J’avais oublié un instant de ne pas être. Le monde parallèle du faire et du paraître,dans lequel nous passons le plus clair de notre temps, me sort de ma bulle de bonheur. Et je me dis que peut-être c’est pour cela que l’on dit que le bonheur est insaisissable, parce qu’il ressemble à une bulle de savon qui éclate au moindre contact avec cette autre réalité.
Mimi est déjà loin. Elle s’est couchée à l’ombre du buisson aux feuilles argentées, qui pousse au coin de ma maison. Là-bas l’herbe et les feuilles forment un lit confortable pour qui sait en profiter.
Je sais que mon chat détient la clé de l’univers. Il m’en parle en ronronnant et ses yeux en disent long à chaque fois qu’il se rend compte que je ne saisis pas. En ces instants, où l’homme n’est simplement pas assez futé pour comprendre l’animal, il y a un profond désespoir au fond de ces yeux marrons.
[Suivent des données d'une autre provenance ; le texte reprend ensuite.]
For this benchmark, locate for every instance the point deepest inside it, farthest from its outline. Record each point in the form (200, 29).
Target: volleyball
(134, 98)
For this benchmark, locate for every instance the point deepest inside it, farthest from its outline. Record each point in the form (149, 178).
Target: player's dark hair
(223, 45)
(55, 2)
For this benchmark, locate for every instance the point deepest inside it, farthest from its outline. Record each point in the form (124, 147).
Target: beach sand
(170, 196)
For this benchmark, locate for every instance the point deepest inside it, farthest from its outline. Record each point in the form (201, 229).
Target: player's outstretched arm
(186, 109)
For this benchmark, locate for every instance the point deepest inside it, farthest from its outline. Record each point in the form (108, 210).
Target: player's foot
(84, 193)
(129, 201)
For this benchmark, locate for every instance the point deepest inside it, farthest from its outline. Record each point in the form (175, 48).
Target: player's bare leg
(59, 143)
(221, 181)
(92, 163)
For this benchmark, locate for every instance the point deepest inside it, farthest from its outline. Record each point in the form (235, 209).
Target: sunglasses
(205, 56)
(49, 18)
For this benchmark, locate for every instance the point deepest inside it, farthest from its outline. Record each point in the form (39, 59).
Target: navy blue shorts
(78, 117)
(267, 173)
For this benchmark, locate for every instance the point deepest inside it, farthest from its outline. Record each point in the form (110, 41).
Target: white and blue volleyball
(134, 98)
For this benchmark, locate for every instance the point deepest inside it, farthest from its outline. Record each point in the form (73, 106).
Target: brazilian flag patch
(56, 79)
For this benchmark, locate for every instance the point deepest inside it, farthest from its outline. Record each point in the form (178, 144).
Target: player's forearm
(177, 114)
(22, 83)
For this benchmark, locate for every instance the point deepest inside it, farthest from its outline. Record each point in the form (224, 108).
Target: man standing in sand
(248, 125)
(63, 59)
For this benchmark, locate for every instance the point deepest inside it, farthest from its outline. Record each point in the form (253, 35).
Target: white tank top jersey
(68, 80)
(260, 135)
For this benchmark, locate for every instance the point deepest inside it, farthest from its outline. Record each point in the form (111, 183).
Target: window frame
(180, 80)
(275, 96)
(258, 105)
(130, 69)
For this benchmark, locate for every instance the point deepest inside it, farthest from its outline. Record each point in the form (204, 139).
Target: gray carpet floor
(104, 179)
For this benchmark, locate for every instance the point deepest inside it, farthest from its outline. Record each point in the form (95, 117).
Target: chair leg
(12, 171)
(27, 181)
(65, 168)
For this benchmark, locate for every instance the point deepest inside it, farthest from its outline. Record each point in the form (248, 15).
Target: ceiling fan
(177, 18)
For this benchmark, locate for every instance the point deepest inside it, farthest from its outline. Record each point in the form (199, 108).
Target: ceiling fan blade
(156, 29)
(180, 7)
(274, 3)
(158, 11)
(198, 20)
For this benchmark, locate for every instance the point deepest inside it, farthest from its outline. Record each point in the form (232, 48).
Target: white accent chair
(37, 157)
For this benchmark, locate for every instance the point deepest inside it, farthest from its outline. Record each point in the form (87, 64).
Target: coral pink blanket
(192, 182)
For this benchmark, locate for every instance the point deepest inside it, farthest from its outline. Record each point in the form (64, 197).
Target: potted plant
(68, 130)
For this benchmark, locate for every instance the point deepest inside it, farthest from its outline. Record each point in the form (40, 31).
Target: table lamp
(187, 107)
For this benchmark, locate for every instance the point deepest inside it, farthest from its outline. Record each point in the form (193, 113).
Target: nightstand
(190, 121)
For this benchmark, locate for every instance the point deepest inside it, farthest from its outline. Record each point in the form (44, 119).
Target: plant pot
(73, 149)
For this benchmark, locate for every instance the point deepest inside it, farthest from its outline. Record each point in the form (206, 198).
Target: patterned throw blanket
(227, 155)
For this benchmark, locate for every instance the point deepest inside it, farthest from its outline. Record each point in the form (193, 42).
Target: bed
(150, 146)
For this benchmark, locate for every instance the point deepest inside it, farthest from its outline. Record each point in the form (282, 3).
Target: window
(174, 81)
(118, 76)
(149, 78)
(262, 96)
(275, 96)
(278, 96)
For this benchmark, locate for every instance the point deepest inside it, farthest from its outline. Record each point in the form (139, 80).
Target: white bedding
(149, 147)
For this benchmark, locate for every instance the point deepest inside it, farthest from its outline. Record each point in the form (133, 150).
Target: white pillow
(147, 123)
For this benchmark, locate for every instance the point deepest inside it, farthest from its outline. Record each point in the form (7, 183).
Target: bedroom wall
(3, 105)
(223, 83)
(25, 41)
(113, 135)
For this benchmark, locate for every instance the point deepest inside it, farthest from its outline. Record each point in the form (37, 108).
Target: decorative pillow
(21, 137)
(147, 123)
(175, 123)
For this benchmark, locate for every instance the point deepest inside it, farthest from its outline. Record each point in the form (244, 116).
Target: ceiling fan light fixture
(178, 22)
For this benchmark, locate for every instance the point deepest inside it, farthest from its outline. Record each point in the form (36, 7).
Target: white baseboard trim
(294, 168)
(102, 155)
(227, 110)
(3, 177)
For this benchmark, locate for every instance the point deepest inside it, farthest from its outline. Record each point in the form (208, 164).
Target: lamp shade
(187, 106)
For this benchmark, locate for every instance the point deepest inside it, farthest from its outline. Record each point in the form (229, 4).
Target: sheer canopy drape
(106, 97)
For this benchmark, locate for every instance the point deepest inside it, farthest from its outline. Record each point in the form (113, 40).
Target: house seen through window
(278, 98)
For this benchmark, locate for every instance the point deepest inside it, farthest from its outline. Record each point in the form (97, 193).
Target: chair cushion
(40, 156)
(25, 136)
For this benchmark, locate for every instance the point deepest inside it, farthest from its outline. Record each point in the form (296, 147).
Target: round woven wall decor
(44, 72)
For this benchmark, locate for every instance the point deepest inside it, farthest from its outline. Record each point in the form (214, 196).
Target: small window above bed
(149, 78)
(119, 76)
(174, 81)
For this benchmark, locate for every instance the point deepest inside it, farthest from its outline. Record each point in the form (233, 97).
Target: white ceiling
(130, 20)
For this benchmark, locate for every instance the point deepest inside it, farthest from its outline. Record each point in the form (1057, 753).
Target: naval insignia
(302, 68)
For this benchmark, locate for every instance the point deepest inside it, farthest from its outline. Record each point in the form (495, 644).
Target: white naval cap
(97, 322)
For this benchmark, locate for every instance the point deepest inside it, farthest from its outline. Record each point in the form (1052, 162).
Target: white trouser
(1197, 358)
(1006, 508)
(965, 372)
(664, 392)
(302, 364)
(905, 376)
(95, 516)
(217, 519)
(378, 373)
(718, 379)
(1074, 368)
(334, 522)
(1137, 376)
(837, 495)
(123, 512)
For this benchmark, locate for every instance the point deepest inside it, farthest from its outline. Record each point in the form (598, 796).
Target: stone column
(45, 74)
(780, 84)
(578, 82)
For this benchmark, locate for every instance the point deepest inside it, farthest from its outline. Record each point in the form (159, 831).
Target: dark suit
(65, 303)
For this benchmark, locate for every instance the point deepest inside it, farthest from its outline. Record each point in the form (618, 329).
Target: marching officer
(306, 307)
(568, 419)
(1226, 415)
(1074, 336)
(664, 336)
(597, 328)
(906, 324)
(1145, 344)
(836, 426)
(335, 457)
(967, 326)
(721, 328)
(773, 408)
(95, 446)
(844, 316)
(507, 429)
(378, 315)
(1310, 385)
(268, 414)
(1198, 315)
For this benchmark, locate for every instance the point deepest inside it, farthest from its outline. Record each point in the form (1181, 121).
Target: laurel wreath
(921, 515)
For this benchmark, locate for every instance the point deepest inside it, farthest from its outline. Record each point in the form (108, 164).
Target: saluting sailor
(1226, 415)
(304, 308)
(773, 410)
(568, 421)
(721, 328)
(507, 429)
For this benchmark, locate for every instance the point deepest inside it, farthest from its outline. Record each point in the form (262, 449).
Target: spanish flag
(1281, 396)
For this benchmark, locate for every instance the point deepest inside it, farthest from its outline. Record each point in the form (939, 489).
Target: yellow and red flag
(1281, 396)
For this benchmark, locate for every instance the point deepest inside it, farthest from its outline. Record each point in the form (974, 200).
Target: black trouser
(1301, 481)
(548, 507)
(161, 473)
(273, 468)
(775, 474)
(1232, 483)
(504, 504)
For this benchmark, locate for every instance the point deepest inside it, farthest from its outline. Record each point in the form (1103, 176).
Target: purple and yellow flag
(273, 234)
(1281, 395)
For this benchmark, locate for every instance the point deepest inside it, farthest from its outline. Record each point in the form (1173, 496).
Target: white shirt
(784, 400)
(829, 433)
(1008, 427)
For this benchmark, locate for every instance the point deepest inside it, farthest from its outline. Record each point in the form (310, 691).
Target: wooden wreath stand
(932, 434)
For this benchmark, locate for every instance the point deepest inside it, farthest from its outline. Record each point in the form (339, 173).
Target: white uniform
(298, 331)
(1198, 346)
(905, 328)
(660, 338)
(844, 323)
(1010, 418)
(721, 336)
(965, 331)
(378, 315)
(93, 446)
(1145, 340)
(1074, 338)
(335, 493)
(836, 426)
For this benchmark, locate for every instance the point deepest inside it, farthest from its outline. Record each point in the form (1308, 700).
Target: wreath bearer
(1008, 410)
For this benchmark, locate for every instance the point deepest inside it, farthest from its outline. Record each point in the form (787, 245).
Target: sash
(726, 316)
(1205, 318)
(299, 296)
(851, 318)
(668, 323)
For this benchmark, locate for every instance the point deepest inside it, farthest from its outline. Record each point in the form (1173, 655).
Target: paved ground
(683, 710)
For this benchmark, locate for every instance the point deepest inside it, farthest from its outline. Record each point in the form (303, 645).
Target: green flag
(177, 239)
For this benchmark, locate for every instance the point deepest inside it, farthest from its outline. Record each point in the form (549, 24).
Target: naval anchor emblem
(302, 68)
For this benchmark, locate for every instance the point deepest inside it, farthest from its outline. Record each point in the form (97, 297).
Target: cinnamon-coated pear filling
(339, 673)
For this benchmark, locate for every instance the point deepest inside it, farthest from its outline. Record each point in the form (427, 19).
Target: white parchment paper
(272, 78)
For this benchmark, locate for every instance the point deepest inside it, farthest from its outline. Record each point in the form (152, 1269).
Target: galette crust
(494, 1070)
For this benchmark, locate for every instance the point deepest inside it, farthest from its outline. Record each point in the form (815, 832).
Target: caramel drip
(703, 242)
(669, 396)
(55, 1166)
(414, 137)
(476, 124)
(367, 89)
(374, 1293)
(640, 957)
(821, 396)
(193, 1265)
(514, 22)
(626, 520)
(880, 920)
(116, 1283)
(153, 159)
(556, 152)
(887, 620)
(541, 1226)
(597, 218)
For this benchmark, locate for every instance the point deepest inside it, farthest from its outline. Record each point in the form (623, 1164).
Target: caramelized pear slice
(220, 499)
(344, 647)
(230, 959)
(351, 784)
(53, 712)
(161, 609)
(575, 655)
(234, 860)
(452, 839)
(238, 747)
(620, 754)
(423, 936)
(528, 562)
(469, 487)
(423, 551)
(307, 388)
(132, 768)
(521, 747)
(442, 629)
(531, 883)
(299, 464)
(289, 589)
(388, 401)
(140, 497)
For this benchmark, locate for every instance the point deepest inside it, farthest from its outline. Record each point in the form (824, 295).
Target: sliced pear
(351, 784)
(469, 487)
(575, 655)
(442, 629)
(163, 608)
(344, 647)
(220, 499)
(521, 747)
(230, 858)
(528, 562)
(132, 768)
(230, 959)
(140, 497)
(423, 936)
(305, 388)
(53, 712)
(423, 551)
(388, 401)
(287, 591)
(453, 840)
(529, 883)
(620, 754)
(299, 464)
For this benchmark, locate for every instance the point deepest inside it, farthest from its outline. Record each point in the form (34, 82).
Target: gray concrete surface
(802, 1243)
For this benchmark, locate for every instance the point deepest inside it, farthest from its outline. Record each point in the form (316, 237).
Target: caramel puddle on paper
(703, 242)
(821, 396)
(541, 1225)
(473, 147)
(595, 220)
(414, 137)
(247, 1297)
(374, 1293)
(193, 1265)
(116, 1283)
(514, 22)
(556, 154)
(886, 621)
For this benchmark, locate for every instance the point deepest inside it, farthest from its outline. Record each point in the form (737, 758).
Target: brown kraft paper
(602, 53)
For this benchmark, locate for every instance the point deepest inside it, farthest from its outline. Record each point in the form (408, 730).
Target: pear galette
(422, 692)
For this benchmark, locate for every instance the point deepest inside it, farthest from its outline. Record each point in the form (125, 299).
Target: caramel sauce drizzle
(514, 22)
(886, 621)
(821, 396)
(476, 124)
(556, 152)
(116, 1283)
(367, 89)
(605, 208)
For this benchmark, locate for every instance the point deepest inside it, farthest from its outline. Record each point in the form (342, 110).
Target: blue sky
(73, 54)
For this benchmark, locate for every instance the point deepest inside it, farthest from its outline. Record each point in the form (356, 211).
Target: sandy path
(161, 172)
Mimi sait, mais chaque fois qu’il lui semble que je commence à piger, quelque chose m’éloigne de cette connaissance ancienne dont elle est la gardienne. Alors, elle se retire, triste, peut-être, déçue c’est sûr. Il paraît qu’en ville certains chats vivent en appartement, font leurs besoins dans des WC en plastic. Avec une litière minérale parfumée, histoire de s’adapter au mieux au confort relatif de leurs colocataires humains. Des chats aussi obèses que leurs alter égos humains, aussi captifs de cette réalité virtuelle que l’homme, qui se l’est construite.
Ma Mimi n’est pas comme ça. Elle détient la clé. Elle vit dans la bulle qui éclate autour de moi si souvent. Est-ce qu’elle en sort parfois ? Si, certainement, quand je l’amène au vétérinaire pour ses vaccins par exemple. Enfin, je présume. Si, elle ne doit plus être dans la bulle du bonheur simple pendant ces instants là. En y réfléchissant, je me sens coupable. Ça se passe toujours avec une certaine brutalité, dépourvue de l’élégance si important pour les chats. Elle se cambre, se défend toutes griffes dehors. Mais nous arrivons toujours à l’enfermer dans cette caisse en plastic, le temps du trajet et de la visite. Je dis nous, parce qu’il me faut l’aide de ma femme ou de mon fils pour l’opération «mise en cage». Au retour, Mimi nous en veux. Mais pas longtemps. Elle sait que nous pensons bien faire, et puis, c’est elle qui détient la clé et pas nous.
Un jour, peut-être, j’arriverai à y rester dans sa bulle et à posséder, moi aussi, la clé de l’univers. Et les autres diront «il a peté un câble». Déjà, ma femme me dit souvent que je suis comme absent. C’est curieux, car c’est justement dans ces instants que je me sens présent, moi. Une présence différente de la sienne. Cette présence que d’autres peuples appellent l’éveil ou le temps des rêves. Et pourtant, il me semble que toute notre enfance se passe dans cet éveil et ce temps des rêves. Et elle a dû le connaître aussi. Ce temps où tout est nouveau et réel. Palpable, odorant, gustatif, le monde est en continuité avec nous. Les enfants ont encore cette capacité de faire un avec l’univers. Il goûtent le monde, le reniflent, le mangent. Comme Mimi.
Puis, on nous apprend à ne pas mettre le monde à la bouche. «c’est sale», nous dit-on. On nous dit de nous séparer du monde en mettant des vêtements, en nous parfumant avec des savons, en mangeant avec des outils, proprement. Et plus nous mettons des subterfuges entre nous et le monde qui nous entoure, plus on s’isole de cette bulle du bonheur simple. Le bonheur d’exister. Le bonheur de vivre, de faire partie de la vie.
Et un jour, à 45, 50 ou à 65 ans on se rend compte qu’on a perdu la clé. C’est pour ça que la nature nous prête les chats. Ils ont gardé la clé.
Marc Aurele a demandé aux dieux de lui donner la force de changer ce qui doit l’être, la patience d’accepter ce qui ne le peut et la sagesse de distinguer le premier du second.
Moi, je veux juste partager la clé avec Mimi.